Jonas Geitner (Mitte) und seine Crew hatten nach getaner Arbeit richtig Grund zum Fröhlichsein. Bild: Freudenberg Racing

Platz zwei reicht für Platz eins: Der junge Motorrad-Pilot Jonas Geitner aus Wernberg-Köblitz ist vorzeitig deutscher Meister. In Assen ließ er sich auf gar nichts ein und fuhr den Erfolg nach Hause.

Wernberg-Köblitz. Bereits zwei Rennen vor Saisonende sicherte sich der Wernberger Motorrad-Pilot Jonas Geitner am Wochenende den deutschen Meistertitel in der Moto3-GP. Platz 2 im niederländischen Assen reichte dem 19-Jährigen zum frühzeitigen Gewinn in der internationalen deutschen Motorradmeisterschaft.

Bisher dominierte Geitner die komplette Klasse und musste sich zum ersten Mal in Assen dem Niederländer Ernst Dubbink geschlagen geben, der sich den Sieg vor heimischer Kulisse holte.
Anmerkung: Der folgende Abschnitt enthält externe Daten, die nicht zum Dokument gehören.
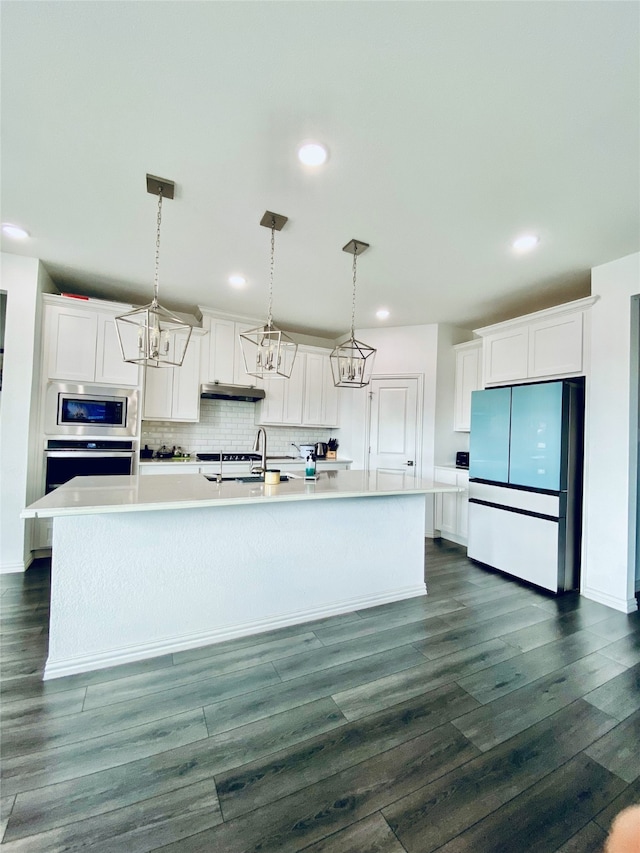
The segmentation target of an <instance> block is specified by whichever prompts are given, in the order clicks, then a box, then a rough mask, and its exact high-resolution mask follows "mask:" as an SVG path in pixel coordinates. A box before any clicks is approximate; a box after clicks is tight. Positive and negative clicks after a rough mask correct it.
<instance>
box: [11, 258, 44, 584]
mask: <svg viewBox="0 0 640 853" xmlns="http://www.w3.org/2000/svg"><path fill="white" fill-rule="evenodd" d="M0 264H1V267H0V268H1V271H2V287H3V289H4V290H5V291H6V293H7V312H6V321H5V357H4V370H3V387H2V399H1V402H0V470H1V471H2V477H1V478H0V572H22V571H24V570H25V569H26V568H27V566H28V565H29V562H30V561H31V552H30V549H29V548H28V547H27V546H28V543H27V541H26V536H25V532H26V526H25V522H24V520H23V519H21V518H20V512H21V511H22V510H23V509H24V507H25V505H26V504H27V503H29V502H30V480H31V479H32V478H30V473H31V471H32V466H33V465H34V464H35V459H36V456H35V454H36V449H37V448H36V444H37V441H36V438H35V436H34V429H33V428H32V423H33V418H32V414H33V411H34V405H37V399H38V393H37V392H38V383H39V378H40V377H39V370H38V369H37V366H38V365H39V364H40V353H41V340H40V338H41V336H40V316H41V315H40V303H41V300H40V299H39V293H40V291H41V290H42V289H47V288H48V287H49V286H50V285H51V281H50V279H49V277H48V275H47V274H46V272H45V271H44V269H43V268H42V267H41V266H40V262H39V261H38V260H37V259H34V258H25V257H22V256H20V255H12V254H9V253H6V252H3V253H2V255H1V257H0ZM51 286H52V285H51ZM41 451H42V449H41V448H40V458H41V456H42V453H41Z"/></svg>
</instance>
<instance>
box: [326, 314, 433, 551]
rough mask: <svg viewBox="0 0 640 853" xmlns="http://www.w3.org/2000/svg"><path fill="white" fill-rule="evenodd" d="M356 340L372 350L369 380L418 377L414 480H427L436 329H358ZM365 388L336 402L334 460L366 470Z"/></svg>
mask: <svg viewBox="0 0 640 853" xmlns="http://www.w3.org/2000/svg"><path fill="white" fill-rule="evenodd" d="M356 338H357V339H358V340H362V341H364V342H365V343H367V344H369V346H372V347H375V349H376V350H377V352H376V361H375V365H374V368H373V373H374V376H394V375H397V376H402V375H407V374H408V375H416V374H422V376H423V380H424V383H423V408H422V436H421V445H422V446H421V454H420V458H421V464H420V468H419V470H418V475H419V476H420V477H424V478H425V479H428V480H430V479H432V477H433V466H434V454H435V428H436V426H435V425H436V395H437V362H438V326H437V325H436V324H435V323H433V324H429V325H423V326H402V327H400V326H398V327H394V328H386V329H381V328H376V329H358V330H357V331H356ZM367 395H368V388H367V387H365V388H359V389H349V390H345V391H344V392H343V393H342V397H341V402H340V407H341V408H340V412H341V414H340V426H341V429H340V455H341V456H342V455H344V456H348V457H349V458H350V459H352V460H353V464H352V468H359V469H363V468H365V467H366V463H367V455H368V448H367V447H366V446H365V437H366V435H367V434H368V425H367V413H368V406H367ZM425 522H426V524H425V533H426V535H427V536H432V535H433V504H432V499H431V496H430V495H427V509H426V518H425Z"/></svg>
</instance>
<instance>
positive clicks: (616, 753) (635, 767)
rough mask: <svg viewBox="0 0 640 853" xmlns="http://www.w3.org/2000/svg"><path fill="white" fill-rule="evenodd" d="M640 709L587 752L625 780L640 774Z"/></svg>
mask: <svg viewBox="0 0 640 853" xmlns="http://www.w3.org/2000/svg"><path fill="white" fill-rule="evenodd" d="M638 744H640V711H636V712H635V713H634V714H631V716H629V717H627V718H626V720H623V721H622V722H621V723H618V725H617V726H616V727H615V729H612V730H611V731H610V732H608V734H606V735H605V736H604V737H602V738H600V740H599V741H597V742H596V743H594V744H593V746H590V747H589V749H587V750H586V754H587V755H589V756H590V757H591V758H593V760H594V761H597V762H598V763H599V764H602V766H603V767H606V768H607V770H610V771H611V772H612V773H615V774H616V775H617V776H619V777H620V778H621V779H624V780H625V782H629V783H630V782H634V781H635V780H636V779H637V778H638V777H639V776H640V749H639V748H638Z"/></svg>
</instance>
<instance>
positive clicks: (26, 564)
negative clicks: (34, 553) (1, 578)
mask: <svg viewBox="0 0 640 853" xmlns="http://www.w3.org/2000/svg"><path fill="white" fill-rule="evenodd" d="M32 562H33V558H31V559H29V561H28V562H26V563H25V562H24V561H23V560H20V561H18V562H11V563H1V564H0V575H12V574H16V573H17V572H26V570H27V569H28V568H29V566H30V565H31V563H32Z"/></svg>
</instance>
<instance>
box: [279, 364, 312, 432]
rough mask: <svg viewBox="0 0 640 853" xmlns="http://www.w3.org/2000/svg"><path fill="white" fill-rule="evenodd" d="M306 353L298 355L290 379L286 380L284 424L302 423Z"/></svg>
mask: <svg viewBox="0 0 640 853" xmlns="http://www.w3.org/2000/svg"><path fill="white" fill-rule="evenodd" d="M306 358H307V356H306V353H300V352H299V353H298V354H297V355H296V360H295V361H294V363H293V370H292V371H291V376H290V378H289V379H284V380H282V382H284V400H283V407H282V423H284V424H291V425H297V424H301V423H302V410H303V408H304V376H305V362H306Z"/></svg>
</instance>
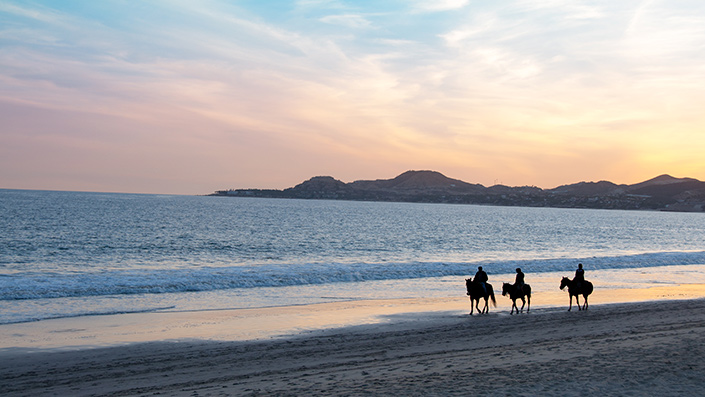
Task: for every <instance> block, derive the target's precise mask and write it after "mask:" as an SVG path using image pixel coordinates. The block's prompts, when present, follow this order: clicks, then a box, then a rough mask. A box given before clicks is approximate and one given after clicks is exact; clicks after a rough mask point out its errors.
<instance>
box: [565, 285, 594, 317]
mask: <svg viewBox="0 0 705 397" xmlns="http://www.w3.org/2000/svg"><path fill="white" fill-rule="evenodd" d="M565 287H568V295H569V296H570V306H568V311H570V309H572V308H573V296H575V304H576V305H578V310H587V308H588V303H587V297H588V295H590V294H592V283H591V282H589V281H583V282H582V284H581V285H580V288H578V283H577V282H576V281H575V280H571V279H570V278H568V277H563V278H562V279H561V289H563V288H565ZM580 295H582V296H583V299H584V300H585V303H584V304H583V306H582V307H581V306H580V301H579V300H578V298H579V297H580Z"/></svg>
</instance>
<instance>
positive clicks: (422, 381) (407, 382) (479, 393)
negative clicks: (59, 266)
mask: <svg viewBox="0 0 705 397" xmlns="http://www.w3.org/2000/svg"><path fill="white" fill-rule="evenodd" d="M391 317H393V318H394V321H390V322H379V323H376V324H367V325H357V326H352V327H344V328H336V329H327V330H322V331H315V332H310V333H304V334H300V335H298V336H295V337H289V338H284V339H271V340H259V341H245V342H243V341H239V342H238V341H231V342H223V341H178V342H168V341H160V342H149V343H135V344H130V345H126V346H120V347H107V348H96V349H86V350H74V351H53V352H46V351H45V352H40V353H34V354H27V353H23V352H20V351H15V352H7V351H5V352H4V353H3V356H4V358H5V359H3V360H0V377H1V378H3V379H5V381H4V382H2V384H0V393H2V394H3V395H51V394H59V395H67V394H70V395H76V396H80V395H93V394H100V395H137V394H157V393H159V394H162V395H173V396H181V395H184V396H185V395H189V396H200V395H262V394H266V395H302V394H328V395H362V394H387V395H388V394H397V393H400V394H401V393H403V394H412V395H413V394H417V395H418V394H423V395H496V394H497V393H500V394H512V395H522V394H523V395H549V396H559V395H561V396H565V395H630V394H633V395H678V394H681V395H684V394H690V395H697V394H699V393H700V391H701V387H702V376H703V374H705V362H703V360H702V359H701V358H702V357H703V354H705V343H703V342H705V299H687V300H666V301H663V300H662V301H642V302H636V303H634V302H633V303H614V304H595V305H591V307H590V309H589V310H587V311H576V310H575V309H574V311H571V312H568V311H567V310H565V308H563V307H542V308H538V307H537V310H532V312H531V314H522V315H515V316H509V315H508V314H507V315H505V314H502V313H501V312H500V313H498V312H497V311H495V312H494V313H491V314H489V315H482V316H472V317H471V316H468V315H466V314H465V313H462V314H459V313H457V312H455V311H450V312H439V313H433V314H428V313H415V314H410V313H400V314H398V315H392V316H391Z"/></svg>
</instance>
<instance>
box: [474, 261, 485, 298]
mask: <svg viewBox="0 0 705 397" xmlns="http://www.w3.org/2000/svg"><path fill="white" fill-rule="evenodd" d="M475 281H476V282H478V283H480V285H482V289H483V290H484V291H485V293H487V286H485V283H487V273H485V271H484V270H482V266H479V267H478V268H477V273H475Z"/></svg>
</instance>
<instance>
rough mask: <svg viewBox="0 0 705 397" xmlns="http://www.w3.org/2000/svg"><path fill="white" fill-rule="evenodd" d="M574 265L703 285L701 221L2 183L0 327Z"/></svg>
mask: <svg viewBox="0 0 705 397" xmlns="http://www.w3.org/2000/svg"><path fill="white" fill-rule="evenodd" d="M579 262H582V263H583V264H584V265H585V268H586V271H587V278H588V279H589V278H590V274H591V272H596V271H601V272H603V274H613V275H614V276H613V277H614V280H611V281H612V282H610V283H608V285H603V286H599V285H597V286H596V289H599V288H625V287H626V288H628V287H629V286H633V285H637V284H638V285H639V286H644V285H646V286H648V285H653V284H658V283H659V282H662V281H663V280H661V278H660V275H662V274H666V273H668V274H670V275H671V276H669V277H670V278H669V281H668V282H671V283H674V282H681V281H688V282H704V283H705V279H703V276H701V275H702V273H703V272H702V270H703V265H705V218H703V214H701V213H673V212H654V211H617V210H588V209H558V208H524V207H491V206H477V205H445V204H415V203H380V202H349V201H325V200H320V201H317V200H286V199H260V198H231V197H207V196H173V195H143V194H117V193H86V192H57V191H28V190H7V189H0V324H12V323H22V322H31V321H41V320H46V319H52V318H67V317H77V316H93V315H112V314H119V313H134V312H158V311H189V310H193V311H201V310H219V309H240V308H263V307H276V306H293V305H307V304H314V303H325V302H338V301H352V300H371V299H396V298H415V297H418V298H427V297H448V296H456V295H457V296H463V295H464V293H465V291H464V278H465V277H467V276H471V275H473V274H474V273H475V271H476V269H477V266H483V267H484V268H485V270H486V271H487V272H488V274H489V276H490V282H491V283H493V282H498V281H500V280H503V281H507V282H511V281H512V280H513V273H514V269H515V268H516V267H521V268H522V269H523V271H524V272H525V273H526V274H527V282H530V280H531V275H532V274H542V273H564V274H565V275H567V276H572V274H573V272H574V270H575V268H576V265H577V263H579ZM631 274H634V275H639V276H635V277H633V278H632V277H631V276H630V275H631ZM644 274H647V275H648V276H644ZM673 274H677V275H680V276H678V277H680V279H678V277H676V278H677V279H676V280H675V281H674V279H673V276H672V275H673ZM679 280H680V281H679ZM557 283H558V280H556V286H557ZM496 288H497V287H495V289H496Z"/></svg>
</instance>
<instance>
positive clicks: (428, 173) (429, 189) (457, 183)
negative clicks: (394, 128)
mask: <svg viewBox="0 0 705 397" xmlns="http://www.w3.org/2000/svg"><path fill="white" fill-rule="evenodd" d="M350 186H351V187H352V188H354V189H362V190H390V191H407V192H429V191H454V192H465V193H470V192H475V193H479V192H481V191H482V190H483V189H485V187H484V186H482V185H477V184H475V185H473V184H470V183H467V182H463V181H461V180H458V179H451V178H448V177H447V176H445V175H443V174H441V173H440V172H436V171H406V172H405V173H403V174H401V175H399V176H397V177H396V178H394V179H378V180H375V181H355V182H352V183H351V184H350Z"/></svg>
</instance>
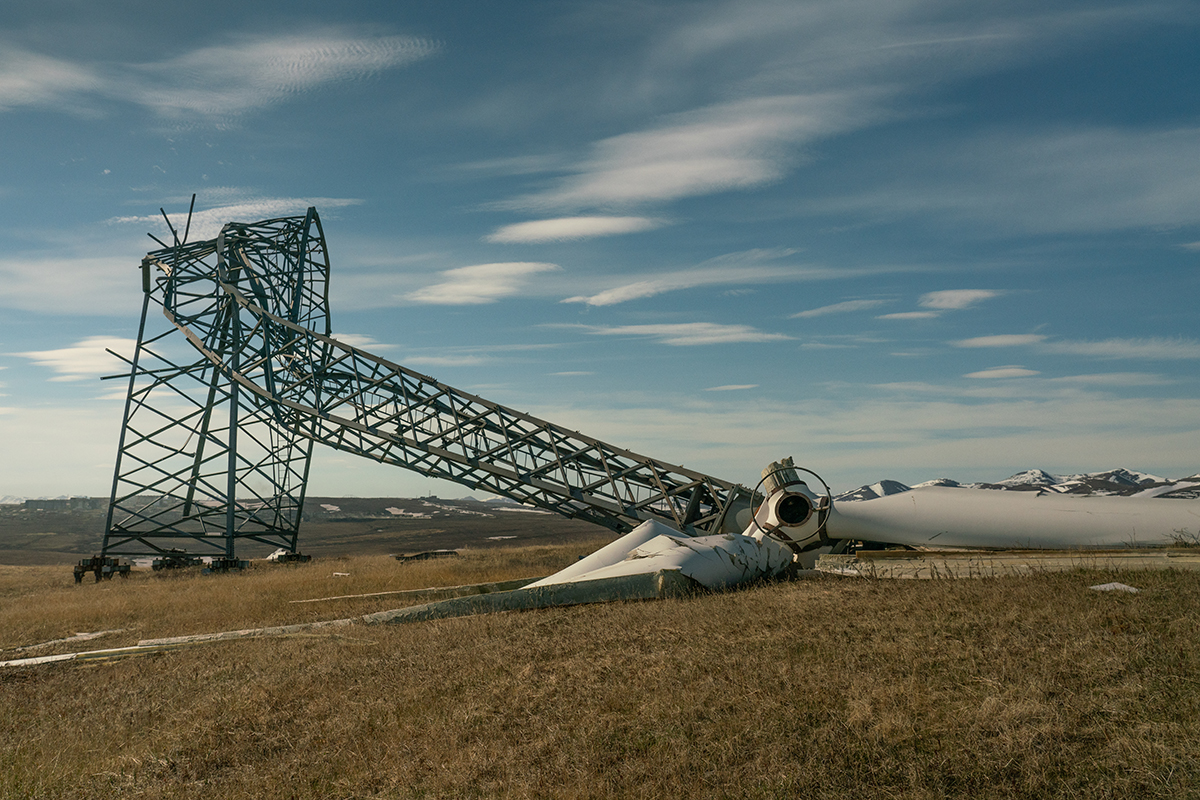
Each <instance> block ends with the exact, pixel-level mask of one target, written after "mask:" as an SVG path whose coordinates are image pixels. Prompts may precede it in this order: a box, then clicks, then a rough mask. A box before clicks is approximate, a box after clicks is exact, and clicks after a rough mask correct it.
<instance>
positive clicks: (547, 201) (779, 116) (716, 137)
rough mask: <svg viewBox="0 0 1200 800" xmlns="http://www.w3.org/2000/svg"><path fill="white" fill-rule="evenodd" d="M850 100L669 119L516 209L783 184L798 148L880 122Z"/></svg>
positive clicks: (790, 101)
mask: <svg viewBox="0 0 1200 800" xmlns="http://www.w3.org/2000/svg"><path fill="white" fill-rule="evenodd" d="M878 116H880V112H878V110H877V109H875V107H874V104H871V103H869V102H864V100H863V98H862V97H859V96H857V95H853V94H845V92H828V94H814V95H785V96H770V97H755V98H751V100H744V101H737V102H732V103H720V104H715V106H709V107H706V108H702V109H697V110H694V112H686V113H683V114H677V115H673V116H670V118H666V119H665V120H664V121H662V124H660V125H659V126H656V127H653V128H650V130H647V131H637V132H632V133H623V134H620V136H617V137H612V138H608V139H602V140H600V142H598V143H595V144H594V145H593V148H592V155H590V156H589V157H587V158H586V160H584V161H583V162H582V163H580V164H578V167H577V169H576V174H575V175H572V176H570V178H566V179H564V180H563V181H560V182H559V184H558V185H557V186H556V187H553V188H550V190H546V191H542V192H538V193H534V194H527V196H524V197H521V198H517V199H515V200H511V201H509V203H505V204H504V205H505V206H508V207H514V209H584V207H596V209H619V207H629V206H634V205H638V204H643V203H662V201H667V200H676V199H679V198H685V197H695V196H700V194H710V193H713V192H724V191H730V190H744V188H751V187H756V186H762V185H763V184H769V182H772V181H774V180H778V179H779V178H781V176H782V175H784V174H785V173H786V172H787V168H788V167H790V164H791V163H792V162H794V161H796V160H797V158H798V157H799V156H798V155H797V148H799V146H800V145H803V144H804V143H808V142H814V140H816V139H821V138H824V137H829V136H833V134H835V133H844V132H847V131H852V130H856V128H858V127H862V126H865V125H868V124H869V122H871V121H874V120H876V119H878Z"/></svg>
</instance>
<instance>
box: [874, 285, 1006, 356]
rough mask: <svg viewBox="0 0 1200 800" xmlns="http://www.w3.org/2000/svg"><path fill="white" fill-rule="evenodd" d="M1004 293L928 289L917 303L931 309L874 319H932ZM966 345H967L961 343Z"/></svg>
mask: <svg viewBox="0 0 1200 800" xmlns="http://www.w3.org/2000/svg"><path fill="white" fill-rule="evenodd" d="M1002 294H1004V293H1003V291H997V290H994V289H943V290H941V291H929V293H925V294H923V295H922V296H920V299H919V300H918V301H917V305H918V306H920V307H922V308H931V309H932V311H901V312H896V313H894V314H882V315H880V317H876V319H934V318H935V317H941V315H942V312H946V311H962V309H964V308H971V307H972V306H976V305H977V303H980V302H983V301H984V300H990V299H991V297H997V296H1000V295H1002ZM962 347H967V345H962Z"/></svg>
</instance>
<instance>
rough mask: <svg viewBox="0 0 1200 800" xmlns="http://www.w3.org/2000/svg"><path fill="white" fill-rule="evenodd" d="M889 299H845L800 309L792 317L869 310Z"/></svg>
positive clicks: (821, 315)
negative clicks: (819, 306)
mask: <svg viewBox="0 0 1200 800" xmlns="http://www.w3.org/2000/svg"><path fill="white" fill-rule="evenodd" d="M888 302H892V301H890V300H846V301H844V302H835V303H833V305H830V306H821V307H820V308H810V309H808V311H802V312H800V313H798V314H792V317H791V318H792V319H808V318H810V317H824V315H827V314H847V313H851V312H856V311H870V309H871V308H878V307H880V306H883V305H886V303H888Z"/></svg>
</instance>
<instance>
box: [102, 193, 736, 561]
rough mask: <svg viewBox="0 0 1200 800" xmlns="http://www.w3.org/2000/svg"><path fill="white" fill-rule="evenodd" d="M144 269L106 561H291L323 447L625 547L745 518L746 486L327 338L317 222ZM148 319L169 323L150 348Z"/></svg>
mask: <svg viewBox="0 0 1200 800" xmlns="http://www.w3.org/2000/svg"><path fill="white" fill-rule="evenodd" d="M143 270H144V271H145V277H144V281H143V283H144V287H145V288H148V291H146V301H145V303H144V306H143V315H142V326H140V330H139V333H138V348H137V351H136V353H134V356H133V359H132V361H131V362H130V365H131V373H130V390H128V399H127V403H126V411H125V420H124V423H122V427H121V441H120V445H119V452H118V462H116V470H115V474H114V481H113V497H112V504H110V510H109V523H108V525H107V530H106V536H104V554H110V555H148V554H155V553H161V552H164V551H167V549H169V546H173V545H174V543H175V542H180V541H185V542H187V543H193V545H197V546H199V547H200V549H202V552H205V554H206V552H208V551H217V549H220V551H221V554H222V555H226V557H228V558H233V553H234V551H233V548H234V541H235V540H239V539H248V540H252V541H256V542H260V543H264V545H274V546H282V547H287V548H288V549H292V551H294V549H295V546H296V536H298V530H299V523H300V511H301V507H302V503H304V494H305V485H306V482H307V471H308V463H310V459H311V450H312V443H314V441H318V443H320V444H324V445H328V446H331V447H335V449H337V450H342V451H347V452H352V453H354V455H358V456H361V457H365V458H371V459H374V461H379V462H383V463H389V464H395V465H397V467H403V468H407V469H412V470H415V471H419V473H421V474H425V475H430V476H433V477H440V479H445V480H450V481H455V482H457V483H461V485H463V486H467V487H469V488H472V489H478V491H482V492H488V493H491V494H497V495H502V497H506V498H511V499H514V500H517V501H520V503H523V504H527V505H532V506H536V507H541V509H547V510H551V511H554V512H557V513H560V515H564V516H566V517H574V518H580V519H586V521H588V522H593V523H596V524H599V525H604V527H605V528H610V529H612V530H614V531H619V533H623V531H626V530H630V529H632V528H634V527H635V525H637V524H640V523H641V522H644V521H647V519H655V521H659V522H662V523H666V524H668V525H671V527H672V528H676V529H677V530H682V531H688V533H697V534H703V533H719V531H724V530H732V529H734V528H736V523H734V519H736V517H737V512H738V511H740V510H743V509H746V507H749V498H750V493H749V492H748V491H746V489H745V488H744V487H742V486H739V485H736V483H732V482H730V481H725V480H721V479H718V477H714V476H712V475H706V474H703V473H698V471H695V470H690V469H685V468H683V467H679V465H676V464H668V463H666V462H661V461H659V459H654V458H650V457H647V456H641V455H638V453H635V452H631V451H629V450H624V449H622V447H616V446H613V445H610V444H606V443H604V441H600V440H598V439H594V438H592V437H587V435H584V434H581V433H578V432H577V431H570V429H568V428H564V427H562V426H558V425H554V423H552V422H547V421H545V420H539V419H536V417H534V416H530V415H528V414H523V413H521V411H517V410H515V409H510V408H506V407H504V405H500V404H498V403H492V402H490V401H487V399H484V398H481V397H478V396H474V395H470V393H467V392H462V391H460V390H457V389H455V387H452V386H449V385H446V384H442V383H439V381H437V380H434V379H433V378H430V377H427V375H424V374H421V373H418V372H414V371H412V369H407V368H404V367H402V366H400V365H396V363H392V362H390V361H386V360H385V359H380V357H378V356H374V355H372V354H370V353H367V351H365V350H361V349H358V348H354V347H352V345H348V344H346V343H343V342H340V341H337V339H335V338H332V337H331V336H330V323H329V302H328V287H329V258H328V249H326V247H325V240H324V233H323V230H322V228H320V219H319V217H318V216H317V211H316V209H310V210H308V212H307V213H306V215H304V216H299V217H286V218H281V219H269V221H264V222H258V223H252V224H238V223H230V224H228V225H226V227H224V228H223V229H222V231H221V235H220V236H217V239H215V240H209V241H204V242H196V243H193V245H186V243H180V245H176V246H174V247H167V248H163V249H160V251H155V252H152V253H149V254H148V255H146V257H145V259H144V260H143ZM151 270H157V273H156V275H155V277H154V279H152V281H151V279H150V271H151ZM151 303H155V305H158V306H161V307H162V312H163V315H164V317H166V319H167V320H168V323H169V324H168V326H167V329H166V330H164V331H162V332H160V333H155V335H154V336H146V333H145V330H146V315H148V313H149V309H150V306H151ZM184 339H186V342H187V343H188V344H190V345H191V347H190V348H187V356H188V359H190V360H188V359H179V360H180V361H186V362H184V363H180V362H179V361H173V360H172V357H170V355H172V354H173V353H174V350H172V349H170V345H174V344H176V343H180V342H182V341H184ZM197 355H198V356H199V357H198V359H196V356H197ZM180 438H182V439H184V441H182V444H180V441H179V440H180ZM217 545H220V547H216V546H217ZM204 548H208V551H205V549H204Z"/></svg>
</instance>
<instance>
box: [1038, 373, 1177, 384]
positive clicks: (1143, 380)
mask: <svg viewBox="0 0 1200 800" xmlns="http://www.w3.org/2000/svg"><path fill="white" fill-rule="evenodd" d="M1048 380H1051V381H1056V383H1062V384H1076V385H1080V386H1165V385H1169V384H1171V383H1175V381H1172V380H1171V379H1169V378H1165V377H1163V375H1158V374H1154V373H1152V372H1098V373H1091V374H1084V375H1061V377H1058V378H1049V379H1048Z"/></svg>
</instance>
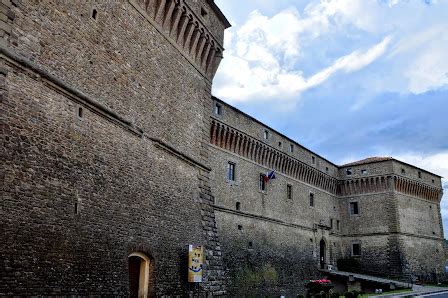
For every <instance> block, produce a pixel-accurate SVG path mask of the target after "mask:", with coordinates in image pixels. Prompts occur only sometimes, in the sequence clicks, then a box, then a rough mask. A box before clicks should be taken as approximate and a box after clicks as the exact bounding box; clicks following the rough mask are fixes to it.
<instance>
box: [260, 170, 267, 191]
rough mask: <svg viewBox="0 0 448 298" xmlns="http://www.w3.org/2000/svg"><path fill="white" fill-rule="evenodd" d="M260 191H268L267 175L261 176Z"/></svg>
mask: <svg viewBox="0 0 448 298" xmlns="http://www.w3.org/2000/svg"><path fill="white" fill-rule="evenodd" d="M259 186H260V190H261V191H266V175H265V174H260V182H259Z"/></svg>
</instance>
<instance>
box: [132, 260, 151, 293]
mask: <svg viewBox="0 0 448 298" xmlns="http://www.w3.org/2000/svg"><path fill="white" fill-rule="evenodd" d="M128 264H129V291H130V293H129V294H130V295H129V296H130V297H131V298H148V297H150V294H151V292H152V287H151V284H150V282H151V280H152V278H150V274H152V270H151V269H152V268H151V267H152V264H151V259H150V258H149V257H148V256H146V255H145V254H144V253H141V252H134V253H131V254H130V255H129V257H128Z"/></svg>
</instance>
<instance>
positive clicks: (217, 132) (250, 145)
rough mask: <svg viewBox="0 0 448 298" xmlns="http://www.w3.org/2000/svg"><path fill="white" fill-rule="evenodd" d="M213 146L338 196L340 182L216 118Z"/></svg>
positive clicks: (324, 173)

In den Qualifyings war es bereits ein Kopf an Kopf - Fight zwischen Geitner und Dubbink. Im Rennen spielte dann Dubbnik seine Erfahrung auf dem Rundkurs in Assen aus und verwies den ADAC-Nachwuchssportler zum ersten Mal in diesem Jahr auf den zweiten Platz. Die Freude des Wernbergers und seines Freudenberg Racing-Teams kannte nach dem Zieleinlauf keine Grenzen mehr.

Von Beginn an war das hochgesteckte Ziel in dieser Saison klar. Der Titel sollte in die Oberpfalz geholt werden. Dass man sich damit den Druck selbst erhöhte, war jedem bewusst. Dennoch zauberte Jonas von Rennen zu Rennen und holte Sieg um Sieg. Die Performance war so stark, dass man nun frühzeitig den Titel feiern kann.

"Happy trifft es wohl ganz gut", erklärte der Oberpfälzer seine Gefühlslage nach dem Rennen. "Wir wollten natürlich auch in Assen gewinnen, merkten aber schon, dass Ernst den heimischen Vorteil nutzen könnte. Nichtsdestotrotz haben wir die nötigen Punkte geholt und dürfen jetzt früher feiern als geplant", ergänzte Geitner.

Dank in die Heimat

Einen großen Dank schickte Geitner noch in die Heimat. "Ohne starken Rückhalt und ohne den Support aller Beteiligten ist so etwas nicht möglich. Dazu gehören das private Umfeld mit Familie und Freunden, die Unternehmen und Gönner, die mir helfen, und natürlich mein Team von Freudenberg-Racing. Für so eine Saison muss einfach alles passen", war Geitner überglücklich.